Bonne nouvelle, Pedro Almodovar revient à la comédie. Colorés, décalés et ultra-sexués, ces Amants passagers s’inscrivent dans la  grande tradition de la movida, que le réalisateur a incarné au début des années 80.  Il y a donc un soupçon de Pepi, Luci, Bom et autres filles du quartier et une pincée de Attache-moi dans ce nouveau long métrage.

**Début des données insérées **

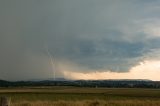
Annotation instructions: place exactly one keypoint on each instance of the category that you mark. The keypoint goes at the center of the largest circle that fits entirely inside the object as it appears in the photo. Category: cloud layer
(83, 35)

Pourtant en Espagne, la période d’euphorie qui a suivi la fin du Franquisme est bel et bien finie. La crise financière a sévi. Mais Almodovar aime toujours être là où on ne l’attend pas. Après le thriller ultra-esthétique La Piel que habito  et le drame passionnel Etreintes brisées, il renoue avec un genre qu’il avait (volontairement ?) délaissé.

Ce long métrage se vit donc comme une bulle de fantaisie. On suit les mésaventures d’un groupe de passagers et des membres d’équipage d’un avion en détresse. Alcool, drogues, mensonges, amours contrariées, orgasmes et chorégraphie forment le cocktail gagnant de cette comédie loufoque. Drôle, assurément. Ultra-gay, évidemment. Réjouissant, immédiatement. Pour le côté surprenant, par contre, on repassera. Ce subtil mélange de naïveté et de surréalisme est déjà connu, mais au final on s’en fiche un peu. Attachez tranquillement vos ceintures et laissez-vous guider.